Over the past two and a half years I have detailed a lot of my feelings about Korea on this blog. I am, by nature, an overly sentimental person and so looking back on my posts from when I first arrived in Korea they read as such. Overly sentimental.
But the truth is that they were always my honest feelings. This space has always been a way for me to try to, by writing things down, immortalize them in my memory. Always done in a desperate attempt to hang on to the feelings I was having at the moment because I recognized them as something special, new, and important.
But the way I experience Korea now is very different.
I still have a lot of feelings about Korea but the ‘newness’ and ‘excitement’ have faded to give way to very profound contentment.
So that’s why I haven’t been posting as much. Not because I’ve fall off the earth, or I’m going through anything. Quite the opposite. I’m just super content.
Korea to me now is so much more than “5 types of classes you’ll have an EPIK teacher.” or “what to expect from your first 6 months in Korea.”
Korea is my home. Daejeon is my second hometown that I will ardently defend from anyone who dares to call it boring. It will forever be the place that I entered the workforce and started my adult life.
It’s my people here, not a single one of whom probably can grasp the true depth of what their friendship has meant to me. It’s the help they did not have to give me, but offered without a second thought. It’s the conversations in which we have both learned something new.
Korea is the thing in my life that I am the most proud of, that I could make a home and a life here 7,000 miles away from everyone I’ve ever known. In a culture and a language that isn’t mine. It’s my Korean, incredibly broken though it may be, spoken in an an attempt to understand the people I meet here with their words, not mine.
Korea is my desk in the 3rd grade office where my kids come to tell me little stories that I cherish in deepest parts of my heart. It’s the silly boys showing off their new dance moves, it’s my buddy girls sitting on the floor next to my desk worrying about their music test next period, and a precious face I’ve watched grow up over the last three years trying not to cry telling me that she lost her essay for English class.
It’s the sofa next to my desk where two of my former students sat for 45 minutes Friday afternoon telling me about the past two years of high school and how fast time seems to go. That feeling of having come full circle talking to these students who were mine when I didn’t know how to teach or how to speak Korean. But being able to say to them, in their own language now, that, “I am proud of you. I loved being your teacher. Keep working hard, you are doing so well.”
Korea is my tiny apartment littered with representations of memories of my time here that I know I will not have the heart to let go of when it’s time for me to leave. A small bundle of flowers from teacher’s day, letters written by my kids, bus tickets to Seoul, my winter coat bunched up in a corner, leftover worksheets from my grade 1 lesson last week.
It’s my teammates at volleyball where I am not just a foreigner. I’m the mistakes I make and the points the score just like everyone else. I am a teammate. I am “데본아” and “데본이.” Someone they can tease and complain to and gossip with.

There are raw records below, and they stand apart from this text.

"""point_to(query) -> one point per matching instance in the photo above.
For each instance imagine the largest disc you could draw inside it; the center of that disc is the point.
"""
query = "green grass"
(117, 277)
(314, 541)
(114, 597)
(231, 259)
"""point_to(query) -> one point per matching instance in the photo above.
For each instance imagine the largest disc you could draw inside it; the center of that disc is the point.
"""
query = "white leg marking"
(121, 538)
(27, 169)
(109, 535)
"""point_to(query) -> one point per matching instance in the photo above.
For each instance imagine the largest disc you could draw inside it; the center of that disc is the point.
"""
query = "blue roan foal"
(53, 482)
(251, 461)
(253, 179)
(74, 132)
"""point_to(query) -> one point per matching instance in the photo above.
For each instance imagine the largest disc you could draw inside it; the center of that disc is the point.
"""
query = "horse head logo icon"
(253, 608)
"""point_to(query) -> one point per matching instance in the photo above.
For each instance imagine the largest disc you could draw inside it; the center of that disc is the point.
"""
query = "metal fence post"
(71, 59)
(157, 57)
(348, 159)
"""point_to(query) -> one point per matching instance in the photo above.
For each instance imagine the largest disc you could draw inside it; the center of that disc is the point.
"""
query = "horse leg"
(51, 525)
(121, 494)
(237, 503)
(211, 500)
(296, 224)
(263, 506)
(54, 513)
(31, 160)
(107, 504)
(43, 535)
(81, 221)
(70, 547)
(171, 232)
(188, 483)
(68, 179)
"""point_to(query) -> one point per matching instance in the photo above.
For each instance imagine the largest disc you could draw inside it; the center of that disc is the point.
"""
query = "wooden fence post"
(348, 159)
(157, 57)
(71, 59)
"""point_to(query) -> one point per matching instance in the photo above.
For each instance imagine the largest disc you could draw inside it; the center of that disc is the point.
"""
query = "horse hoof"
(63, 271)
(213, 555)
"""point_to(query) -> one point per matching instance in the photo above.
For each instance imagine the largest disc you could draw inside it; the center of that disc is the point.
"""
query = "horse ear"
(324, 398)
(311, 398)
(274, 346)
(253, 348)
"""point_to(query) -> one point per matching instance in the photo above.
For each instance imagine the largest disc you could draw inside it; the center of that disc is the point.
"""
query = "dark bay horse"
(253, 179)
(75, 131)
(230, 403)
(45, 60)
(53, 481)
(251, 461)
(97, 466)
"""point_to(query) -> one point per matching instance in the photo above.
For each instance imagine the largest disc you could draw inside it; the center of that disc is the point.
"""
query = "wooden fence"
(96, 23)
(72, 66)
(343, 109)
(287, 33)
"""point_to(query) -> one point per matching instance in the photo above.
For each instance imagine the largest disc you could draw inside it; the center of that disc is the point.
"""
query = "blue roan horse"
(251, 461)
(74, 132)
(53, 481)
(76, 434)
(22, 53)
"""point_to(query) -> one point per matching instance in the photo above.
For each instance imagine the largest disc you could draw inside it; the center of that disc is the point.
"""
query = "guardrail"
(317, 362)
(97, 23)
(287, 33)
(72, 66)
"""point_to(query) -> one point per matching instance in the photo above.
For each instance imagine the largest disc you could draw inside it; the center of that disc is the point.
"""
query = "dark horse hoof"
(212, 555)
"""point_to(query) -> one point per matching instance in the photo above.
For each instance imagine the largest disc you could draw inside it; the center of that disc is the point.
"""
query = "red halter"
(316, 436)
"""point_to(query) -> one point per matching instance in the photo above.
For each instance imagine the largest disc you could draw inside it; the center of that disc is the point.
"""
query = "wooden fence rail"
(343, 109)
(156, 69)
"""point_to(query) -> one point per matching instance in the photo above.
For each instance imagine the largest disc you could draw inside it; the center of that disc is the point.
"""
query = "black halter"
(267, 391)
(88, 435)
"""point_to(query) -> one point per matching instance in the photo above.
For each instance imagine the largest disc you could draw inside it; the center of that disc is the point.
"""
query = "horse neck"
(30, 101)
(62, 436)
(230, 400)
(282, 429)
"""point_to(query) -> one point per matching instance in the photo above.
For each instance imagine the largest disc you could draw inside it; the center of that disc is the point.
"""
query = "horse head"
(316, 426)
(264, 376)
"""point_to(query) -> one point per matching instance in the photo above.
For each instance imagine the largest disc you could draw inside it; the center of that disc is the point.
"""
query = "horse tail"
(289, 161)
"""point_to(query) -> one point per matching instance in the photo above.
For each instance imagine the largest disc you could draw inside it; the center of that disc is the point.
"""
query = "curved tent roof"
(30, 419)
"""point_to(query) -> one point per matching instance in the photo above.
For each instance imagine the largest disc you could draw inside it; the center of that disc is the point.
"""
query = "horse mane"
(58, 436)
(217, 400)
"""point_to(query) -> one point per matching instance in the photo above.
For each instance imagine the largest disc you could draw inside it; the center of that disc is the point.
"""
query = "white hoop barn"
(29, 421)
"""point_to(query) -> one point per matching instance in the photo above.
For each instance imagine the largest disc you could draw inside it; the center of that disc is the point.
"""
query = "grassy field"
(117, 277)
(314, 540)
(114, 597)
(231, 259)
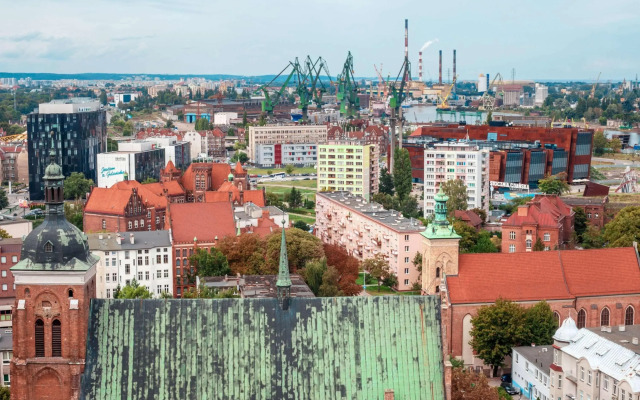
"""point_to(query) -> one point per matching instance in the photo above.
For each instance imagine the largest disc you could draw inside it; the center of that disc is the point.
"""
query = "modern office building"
(79, 127)
(284, 134)
(449, 161)
(366, 230)
(353, 167)
(136, 160)
(143, 256)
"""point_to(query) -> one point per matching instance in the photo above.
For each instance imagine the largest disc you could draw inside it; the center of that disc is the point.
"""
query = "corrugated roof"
(320, 348)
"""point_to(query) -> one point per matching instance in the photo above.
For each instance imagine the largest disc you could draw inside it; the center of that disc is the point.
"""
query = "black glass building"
(79, 131)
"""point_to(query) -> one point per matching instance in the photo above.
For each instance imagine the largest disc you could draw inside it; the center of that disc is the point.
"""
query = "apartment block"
(124, 257)
(366, 229)
(349, 166)
(448, 161)
(284, 134)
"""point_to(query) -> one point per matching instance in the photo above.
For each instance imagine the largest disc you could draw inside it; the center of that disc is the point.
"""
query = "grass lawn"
(311, 183)
(306, 220)
(263, 171)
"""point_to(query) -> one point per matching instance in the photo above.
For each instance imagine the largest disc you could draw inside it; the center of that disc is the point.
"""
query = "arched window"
(556, 315)
(56, 339)
(582, 319)
(604, 317)
(628, 316)
(39, 338)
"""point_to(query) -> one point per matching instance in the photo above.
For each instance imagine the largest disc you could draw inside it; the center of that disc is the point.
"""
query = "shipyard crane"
(271, 100)
(444, 106)
(488, 101)
(593, 88)
(347, 93)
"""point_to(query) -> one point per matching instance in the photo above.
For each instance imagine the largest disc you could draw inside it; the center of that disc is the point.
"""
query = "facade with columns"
(585, 284)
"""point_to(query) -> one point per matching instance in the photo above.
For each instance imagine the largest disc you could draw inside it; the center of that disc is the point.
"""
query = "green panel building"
(310, 348)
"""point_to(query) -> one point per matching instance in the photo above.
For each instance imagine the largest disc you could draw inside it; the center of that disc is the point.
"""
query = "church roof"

Korea is my co-teachers both past and present. The ones who have taken care of me, were understanding when I was sick, and who stood up for me when doctors tried to dismiss my problems. The ones who respected me as a colleague even when I was learning everything for the first time. Who marched into battle with me for classes we’d consider a success if a fist fight didn’t break out.
And as the only two people in the entire world who know what it’s like to be in a classroom together with these particular kids in our particular situation on that particular day, the jokes, the memories, the observations, the joy, the and concerns are all the more meaningful.
It is also the ones who have left me to fend for myself, who I look up to find have disappeared in the middle of a class that could very well eat me alive. The ones whose disengagement teaches the kids they can disengage as well. They have equally shaped my experience here. And for the good moments and the bad moments I am proud of myself.
Korea isn’t this thing that I’m looking at from the outside. It’s just my life. It’s my home.
And that’s why I don’t have as much to write here anymore.
I am just happy. I am so happy here.
I don’t write on here as much, not because I don’t have anything to say, but because my life here no longer feels like this role that I’m playing. Something I that I can comment on as an outside observer. I just feels like my life. Like something incredibly personal.
“A Korean friend of mine” doesn’t seem like the right way to refer to someone through whom I have been given insight into understanding of a country and culture so incredibly different from my own.
The word “co-teacher” doesn’t contain the incredibly wide range of roles that my co’s have played in my life.
And “some of my girls who graduated last year” could never convey how incredibly fulfilled and proud I felt sitting across from them in a cafe while they chattered away about their new high school lives.
Like showing pictures of your pets and nieces to other people, it’s just one of those things that you know no one else will appreciate the quite way that you do. And as far as I’m concerned that’s way more special.
Things are good. I’m good. And I hope you are too!